Install dependencies

npm install inside agent/ (already covered in Setup if you completed it once).
2

Start Express

Run npm start. Logs appear on stdout; bin/www loads .env before binding the port.
3

Ingest docs

POST to /api/tools/ingest using JSON or multipart examples from the README.
4

Query search

POST to /api/tools/searchDocs and confirm excerpts plus filenames look correct.
5

Ask the agent

POST to /api/agents/knowledge/generate with a messages array. Include toolParams.namespace to target non-default folders.
6

Stream responses

For CometChat testing, POST the same payload to /agent and consume the SSE stream (curl example is in the README under APIs).
Key endpoints:
  • POST /api/tools/ingest - add docs into knowledge/<namespace>
  • POST /api/tools/searchDocs - retrieve ranked snippets plus citations
  • POST /api/agents/knowledge/generate - non-streaming chat responses
  • POST /agent - SSE stream compatible with @cometchat/vercel-adapter

Step 4 - Deploy the API

  • Keep /api/agents/knowledge/generate and /agent reachable over HTTPS.
  • Store secrets (OPENAI_API_KEY, optional OPENAI_MODEL, TEMPERATURE, KNOWLEDGE_DIR) in your hosting provider’s secret manager.
  • Re-run ingestion whenever docs change; the dedupe logic skips unchanged content.
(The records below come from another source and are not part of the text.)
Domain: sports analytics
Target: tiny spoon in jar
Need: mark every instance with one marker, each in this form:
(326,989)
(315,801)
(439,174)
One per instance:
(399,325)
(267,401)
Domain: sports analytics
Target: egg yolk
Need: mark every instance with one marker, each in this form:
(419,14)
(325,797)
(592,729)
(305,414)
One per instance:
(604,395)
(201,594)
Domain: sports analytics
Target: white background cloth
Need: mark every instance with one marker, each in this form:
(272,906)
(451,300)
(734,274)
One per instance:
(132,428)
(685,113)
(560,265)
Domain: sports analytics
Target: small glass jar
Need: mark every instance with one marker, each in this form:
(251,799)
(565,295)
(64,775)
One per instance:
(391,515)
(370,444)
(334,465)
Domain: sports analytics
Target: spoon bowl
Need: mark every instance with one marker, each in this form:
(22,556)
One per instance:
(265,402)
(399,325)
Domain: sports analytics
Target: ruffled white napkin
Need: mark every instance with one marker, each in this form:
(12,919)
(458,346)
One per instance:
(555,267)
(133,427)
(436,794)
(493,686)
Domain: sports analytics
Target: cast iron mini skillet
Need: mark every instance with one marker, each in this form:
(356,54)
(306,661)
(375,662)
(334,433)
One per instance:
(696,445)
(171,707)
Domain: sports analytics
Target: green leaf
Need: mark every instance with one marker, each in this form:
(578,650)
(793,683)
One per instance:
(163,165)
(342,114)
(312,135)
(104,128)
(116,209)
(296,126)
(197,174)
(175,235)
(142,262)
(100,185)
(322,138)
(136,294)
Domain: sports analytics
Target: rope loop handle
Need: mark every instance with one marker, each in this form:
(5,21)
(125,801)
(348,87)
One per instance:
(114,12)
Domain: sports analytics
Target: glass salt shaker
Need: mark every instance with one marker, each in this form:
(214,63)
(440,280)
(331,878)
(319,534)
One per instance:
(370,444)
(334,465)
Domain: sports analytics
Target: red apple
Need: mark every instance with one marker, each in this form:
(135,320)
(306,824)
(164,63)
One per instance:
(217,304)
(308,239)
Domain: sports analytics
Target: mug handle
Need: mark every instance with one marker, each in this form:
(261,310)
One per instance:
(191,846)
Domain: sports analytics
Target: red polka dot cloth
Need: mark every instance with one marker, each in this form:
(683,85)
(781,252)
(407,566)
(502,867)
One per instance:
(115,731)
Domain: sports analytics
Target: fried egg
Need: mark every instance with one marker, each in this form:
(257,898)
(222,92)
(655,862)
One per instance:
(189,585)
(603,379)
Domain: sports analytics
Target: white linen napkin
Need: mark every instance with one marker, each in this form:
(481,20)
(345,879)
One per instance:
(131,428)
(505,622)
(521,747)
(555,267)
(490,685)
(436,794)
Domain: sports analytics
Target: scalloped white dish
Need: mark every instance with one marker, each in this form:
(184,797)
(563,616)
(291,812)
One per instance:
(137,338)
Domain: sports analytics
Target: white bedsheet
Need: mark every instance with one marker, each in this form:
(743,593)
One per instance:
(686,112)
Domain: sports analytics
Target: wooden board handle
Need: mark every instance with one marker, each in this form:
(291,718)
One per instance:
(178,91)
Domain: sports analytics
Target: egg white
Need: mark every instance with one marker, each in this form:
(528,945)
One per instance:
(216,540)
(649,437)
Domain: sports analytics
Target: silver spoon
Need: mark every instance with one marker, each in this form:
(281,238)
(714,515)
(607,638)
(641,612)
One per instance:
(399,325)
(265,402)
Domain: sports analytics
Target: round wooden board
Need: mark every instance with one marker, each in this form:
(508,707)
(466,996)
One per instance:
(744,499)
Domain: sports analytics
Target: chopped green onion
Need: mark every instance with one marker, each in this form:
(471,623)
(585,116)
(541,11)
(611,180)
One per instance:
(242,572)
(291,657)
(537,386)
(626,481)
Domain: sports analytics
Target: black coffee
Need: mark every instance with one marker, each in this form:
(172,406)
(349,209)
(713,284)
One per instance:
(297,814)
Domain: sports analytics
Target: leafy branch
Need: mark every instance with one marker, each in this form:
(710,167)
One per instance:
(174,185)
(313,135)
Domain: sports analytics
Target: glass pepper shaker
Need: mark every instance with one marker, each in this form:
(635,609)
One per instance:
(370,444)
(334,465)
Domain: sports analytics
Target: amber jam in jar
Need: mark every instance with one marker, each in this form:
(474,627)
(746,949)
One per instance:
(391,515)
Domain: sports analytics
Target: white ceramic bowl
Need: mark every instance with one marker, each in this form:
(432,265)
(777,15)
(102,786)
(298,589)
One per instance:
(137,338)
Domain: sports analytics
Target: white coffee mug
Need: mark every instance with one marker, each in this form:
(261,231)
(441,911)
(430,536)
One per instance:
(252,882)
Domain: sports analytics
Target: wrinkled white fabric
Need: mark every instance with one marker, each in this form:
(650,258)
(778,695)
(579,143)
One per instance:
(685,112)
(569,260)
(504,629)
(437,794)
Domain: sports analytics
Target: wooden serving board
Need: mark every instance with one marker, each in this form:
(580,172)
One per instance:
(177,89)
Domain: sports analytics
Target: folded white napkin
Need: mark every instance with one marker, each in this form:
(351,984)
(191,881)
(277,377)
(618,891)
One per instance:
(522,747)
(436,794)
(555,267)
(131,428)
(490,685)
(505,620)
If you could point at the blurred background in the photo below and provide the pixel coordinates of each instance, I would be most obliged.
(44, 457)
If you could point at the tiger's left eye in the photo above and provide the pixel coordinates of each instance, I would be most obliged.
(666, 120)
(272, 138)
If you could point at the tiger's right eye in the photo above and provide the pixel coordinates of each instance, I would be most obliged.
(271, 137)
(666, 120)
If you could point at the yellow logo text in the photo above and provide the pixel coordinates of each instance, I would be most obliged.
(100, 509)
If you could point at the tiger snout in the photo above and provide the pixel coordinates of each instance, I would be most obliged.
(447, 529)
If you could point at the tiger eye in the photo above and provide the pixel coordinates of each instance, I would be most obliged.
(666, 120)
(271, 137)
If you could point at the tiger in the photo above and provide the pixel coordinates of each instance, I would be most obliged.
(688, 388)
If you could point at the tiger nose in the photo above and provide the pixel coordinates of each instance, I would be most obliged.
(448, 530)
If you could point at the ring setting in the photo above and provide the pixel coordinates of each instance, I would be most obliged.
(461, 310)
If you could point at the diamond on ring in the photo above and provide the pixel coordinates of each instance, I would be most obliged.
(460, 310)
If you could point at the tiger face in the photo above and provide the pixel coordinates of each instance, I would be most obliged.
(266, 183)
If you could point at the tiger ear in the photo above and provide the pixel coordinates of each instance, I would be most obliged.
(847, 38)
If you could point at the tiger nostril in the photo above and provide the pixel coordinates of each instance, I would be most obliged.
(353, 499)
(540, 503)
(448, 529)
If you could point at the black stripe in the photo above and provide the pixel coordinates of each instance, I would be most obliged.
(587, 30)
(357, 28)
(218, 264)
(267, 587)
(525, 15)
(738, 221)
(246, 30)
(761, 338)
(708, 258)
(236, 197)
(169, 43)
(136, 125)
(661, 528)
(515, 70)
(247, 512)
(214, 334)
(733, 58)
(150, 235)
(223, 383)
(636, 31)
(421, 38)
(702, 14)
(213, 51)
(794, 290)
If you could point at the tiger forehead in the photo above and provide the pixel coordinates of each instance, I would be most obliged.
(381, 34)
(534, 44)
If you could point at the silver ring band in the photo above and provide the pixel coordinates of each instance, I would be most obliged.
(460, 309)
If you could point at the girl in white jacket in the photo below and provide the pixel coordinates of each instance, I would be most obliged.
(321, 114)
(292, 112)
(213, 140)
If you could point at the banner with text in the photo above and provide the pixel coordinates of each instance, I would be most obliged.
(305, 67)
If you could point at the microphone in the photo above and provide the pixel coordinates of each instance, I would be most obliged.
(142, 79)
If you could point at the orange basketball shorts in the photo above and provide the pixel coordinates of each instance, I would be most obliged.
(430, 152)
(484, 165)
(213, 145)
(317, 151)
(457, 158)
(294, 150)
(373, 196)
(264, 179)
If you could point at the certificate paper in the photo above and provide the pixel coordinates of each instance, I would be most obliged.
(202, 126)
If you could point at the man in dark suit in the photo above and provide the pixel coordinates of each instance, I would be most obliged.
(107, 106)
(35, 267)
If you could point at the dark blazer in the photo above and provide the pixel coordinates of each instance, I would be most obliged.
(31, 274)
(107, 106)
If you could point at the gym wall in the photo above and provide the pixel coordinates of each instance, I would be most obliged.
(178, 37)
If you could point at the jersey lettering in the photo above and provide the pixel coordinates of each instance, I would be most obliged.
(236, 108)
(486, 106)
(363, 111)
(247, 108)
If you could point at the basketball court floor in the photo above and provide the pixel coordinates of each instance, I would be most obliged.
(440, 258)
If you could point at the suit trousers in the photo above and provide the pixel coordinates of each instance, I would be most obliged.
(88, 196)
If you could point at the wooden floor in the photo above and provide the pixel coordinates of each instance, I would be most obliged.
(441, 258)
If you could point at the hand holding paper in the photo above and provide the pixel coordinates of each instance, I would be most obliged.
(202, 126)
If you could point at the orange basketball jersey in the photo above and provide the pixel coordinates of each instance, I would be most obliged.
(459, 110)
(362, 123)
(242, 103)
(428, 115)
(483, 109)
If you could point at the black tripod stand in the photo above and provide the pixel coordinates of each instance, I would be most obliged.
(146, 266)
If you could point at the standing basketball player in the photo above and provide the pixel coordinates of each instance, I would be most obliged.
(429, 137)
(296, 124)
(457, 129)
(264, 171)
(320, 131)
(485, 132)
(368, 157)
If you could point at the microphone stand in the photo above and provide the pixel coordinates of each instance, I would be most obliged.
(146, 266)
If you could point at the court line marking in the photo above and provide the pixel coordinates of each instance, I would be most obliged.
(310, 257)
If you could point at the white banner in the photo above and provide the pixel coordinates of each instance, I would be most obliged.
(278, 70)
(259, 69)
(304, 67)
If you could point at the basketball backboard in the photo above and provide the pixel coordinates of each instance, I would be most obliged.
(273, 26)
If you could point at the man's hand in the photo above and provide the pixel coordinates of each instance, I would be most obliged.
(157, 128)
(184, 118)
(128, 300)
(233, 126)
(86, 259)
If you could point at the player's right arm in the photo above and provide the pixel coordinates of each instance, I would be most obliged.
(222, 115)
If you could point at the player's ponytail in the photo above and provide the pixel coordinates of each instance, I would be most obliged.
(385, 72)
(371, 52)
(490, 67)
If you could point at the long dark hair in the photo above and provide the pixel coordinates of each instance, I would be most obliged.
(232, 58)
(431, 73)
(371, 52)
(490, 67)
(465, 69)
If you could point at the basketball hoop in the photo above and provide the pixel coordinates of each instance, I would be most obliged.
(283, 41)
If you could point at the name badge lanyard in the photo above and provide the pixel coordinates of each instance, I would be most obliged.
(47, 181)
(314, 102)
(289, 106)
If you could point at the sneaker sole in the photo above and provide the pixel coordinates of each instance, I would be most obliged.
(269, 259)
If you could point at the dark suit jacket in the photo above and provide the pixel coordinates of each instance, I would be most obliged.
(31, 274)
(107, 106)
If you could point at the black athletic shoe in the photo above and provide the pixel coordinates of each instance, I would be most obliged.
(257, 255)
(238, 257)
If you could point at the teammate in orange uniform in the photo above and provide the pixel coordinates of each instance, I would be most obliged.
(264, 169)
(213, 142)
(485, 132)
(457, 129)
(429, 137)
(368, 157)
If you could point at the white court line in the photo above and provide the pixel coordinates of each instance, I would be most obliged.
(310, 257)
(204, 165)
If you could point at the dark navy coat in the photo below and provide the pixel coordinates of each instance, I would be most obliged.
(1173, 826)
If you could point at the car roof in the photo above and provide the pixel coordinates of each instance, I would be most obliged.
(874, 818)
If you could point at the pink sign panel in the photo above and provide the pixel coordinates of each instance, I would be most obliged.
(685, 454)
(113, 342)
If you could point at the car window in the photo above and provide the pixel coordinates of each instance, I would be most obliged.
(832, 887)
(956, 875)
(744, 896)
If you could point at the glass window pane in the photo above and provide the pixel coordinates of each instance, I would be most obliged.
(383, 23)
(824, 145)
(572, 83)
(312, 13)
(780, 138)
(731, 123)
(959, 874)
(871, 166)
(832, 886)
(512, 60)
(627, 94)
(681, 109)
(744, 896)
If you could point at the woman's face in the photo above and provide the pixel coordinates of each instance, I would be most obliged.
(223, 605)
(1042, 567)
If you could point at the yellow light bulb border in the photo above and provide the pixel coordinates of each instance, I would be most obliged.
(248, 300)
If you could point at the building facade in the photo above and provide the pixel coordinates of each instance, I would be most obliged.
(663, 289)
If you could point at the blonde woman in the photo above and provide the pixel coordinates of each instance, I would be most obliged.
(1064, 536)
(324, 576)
Step 5 - Configure in CometChat

1

Open Dashboard

Sign in at app.cometchat.com.
2

Navigate

Choose your app → AI Agents.
3

Add agent

Set Provider=Vercel AI SDK, choose an Agent ID (for example, knowledge), and paste the public /agent URL.
4

Headers (optional)

If your Express service expects auth headers, add them as JSON under Headers.
5

Enable

Save and ensure the toggle shows Enabled.
The server auto-imports additional tools provided by CometChat, so you can layer chat actions on top of the docs retriever without changing backend code.

Step 6 - Customize in UI Kit Builder

1

Open variant

From AI Agents select your new agent to open UI Kit Builder.
2

Customize & Deploy

Choose Customize and Deploy.
3

Adjust settings

Theme, layout, behaviour - verify the Vercel Knowledge agent is attached to the variant.
4

Preview

Use live preview to test retrieval answers and any frontend actions.

Step 7 - Integrate

Once your agent is connected, embed it wherever users need doc answers:
The knowledge agent you configured above is part of the exported configuration - no extra glue code required.

Step 8 - Test Your Setup

1

Agent answers with citations

POST to /api/agents/knowledge/generate and confirm the response ends with Sources:.
2

SSE works with CometChat

Stream the same payload to /agent; events should include threadId, runId, and partial deltas.
3

Namespaces respond correctly

Switch toolParams.namespace and verify documents load from the matching folder.
4

Dashboard shows agent enabled

In CometChat → AI Agents, ensure your Vercel agent toggle remains ON.